With all these great performances stacking up from previously unseen talents, 2009 just might be remembered as "The Year of the Unknown Actor." Sharlto Copley (who amazingly has never acted in a feature before) carries this entire film on his back for every scene and sells us completely on Wilkus' transformation, which feels constantly evolving rather than sudden. It never seems like he just becomes an action hero overnight because Copley presents a man in a desperate situation forced to summon up all the courage and integrity he has in order to survive. In the early scenes he so eerily recalls Peter Sellers in both manner and appearance with his bumbling demeanor that you could more easily envision him in the Pink Panther remake instead of Steve Martin. That's part of why the turn the character takes is so physically and emotionally shocking, and as equally shocking is how Copley can pull it off as believably as he does. A meek, mild-mannered nerd emerges as someone else as the film progresses and it's almost impossible to believe the same man who was stumbling door-to-door serving eviction notices becomes the monumentally important historical figure described in the film's closing video testimonials. The performance is just as strong and challenging as, say, Jeremy Renner's in The Hurt Locker, but the latter turn is destined to receive more acclaim if only due to the genre this film belongs to.
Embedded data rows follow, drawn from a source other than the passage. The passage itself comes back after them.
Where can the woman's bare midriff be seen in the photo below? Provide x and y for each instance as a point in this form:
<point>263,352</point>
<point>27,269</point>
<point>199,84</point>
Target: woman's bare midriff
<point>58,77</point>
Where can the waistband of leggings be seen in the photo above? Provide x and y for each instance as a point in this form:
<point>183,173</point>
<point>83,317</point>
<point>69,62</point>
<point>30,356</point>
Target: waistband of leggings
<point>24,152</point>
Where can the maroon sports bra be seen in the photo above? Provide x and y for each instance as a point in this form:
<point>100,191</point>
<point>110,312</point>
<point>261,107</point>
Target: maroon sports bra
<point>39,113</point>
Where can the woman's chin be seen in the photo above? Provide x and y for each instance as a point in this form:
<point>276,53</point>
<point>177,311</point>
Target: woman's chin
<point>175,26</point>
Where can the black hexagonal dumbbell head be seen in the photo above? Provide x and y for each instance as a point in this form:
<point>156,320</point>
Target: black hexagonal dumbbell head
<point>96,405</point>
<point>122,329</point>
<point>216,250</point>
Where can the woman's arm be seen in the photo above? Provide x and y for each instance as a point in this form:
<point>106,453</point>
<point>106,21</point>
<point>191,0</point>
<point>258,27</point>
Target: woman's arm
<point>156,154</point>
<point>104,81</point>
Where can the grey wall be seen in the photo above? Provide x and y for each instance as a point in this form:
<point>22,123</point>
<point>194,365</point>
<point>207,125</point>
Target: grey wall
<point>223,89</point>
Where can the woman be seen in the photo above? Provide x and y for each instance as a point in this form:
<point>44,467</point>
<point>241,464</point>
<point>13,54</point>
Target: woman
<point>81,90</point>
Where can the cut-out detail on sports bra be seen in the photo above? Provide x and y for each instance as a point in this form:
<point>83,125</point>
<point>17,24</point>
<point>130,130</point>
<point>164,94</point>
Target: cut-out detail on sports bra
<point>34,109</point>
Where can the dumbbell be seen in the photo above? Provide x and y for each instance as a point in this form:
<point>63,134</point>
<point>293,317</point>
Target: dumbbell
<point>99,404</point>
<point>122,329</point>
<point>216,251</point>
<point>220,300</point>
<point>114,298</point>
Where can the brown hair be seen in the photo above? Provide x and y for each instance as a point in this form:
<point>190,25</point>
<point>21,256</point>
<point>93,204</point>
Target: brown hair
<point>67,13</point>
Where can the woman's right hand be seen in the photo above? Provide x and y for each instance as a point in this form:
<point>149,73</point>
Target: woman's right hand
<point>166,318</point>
Those who complain the movie degenerates into standard action fare toward the final act do have a point, albeit a mostly irrelevant one. My question: What did you expect? There was no other way to resolve this story and at least the action we're getting is easy to follow, not marred by bad CGI, and most importantly, features characters we care about and have a rooting interest in seeing overcome the odds. This isn't mindless action because there's a story and real ideas to support it. The script earns the right to indulge itself with the end result providing just enough closure for satisfaction, but not too much. Given its settings and themes its impossible to overlook the obvious correlation to the apartheid-era events in South Africa (or even this country's own ugly history of racism and segregation), but that connection is there for us to either look deep into or ignore. It's never thrown in our faces in a heavy-handed way.
As it becomes glaringly apparent that the way the aliens are treated is unfair, Blomkamp cleverly gets you to care not only about the bond that forms between the rogue government employee and these aliens, but the even more important one between the alien and his son. As a result we're given a science fiction movie that works as both an allegory about human nature and an indispensable action event. If you can buy into the idea of an arrival of any kind taking place, it's plausible it could go down like this and our reaction would be just as harsh as it's depicted here. While it may be unfortunate that history supports this theory, it's fortunate that District 9 proves science fiction movies can still show signs of intelligent life extending way beyond just impressive visual effects.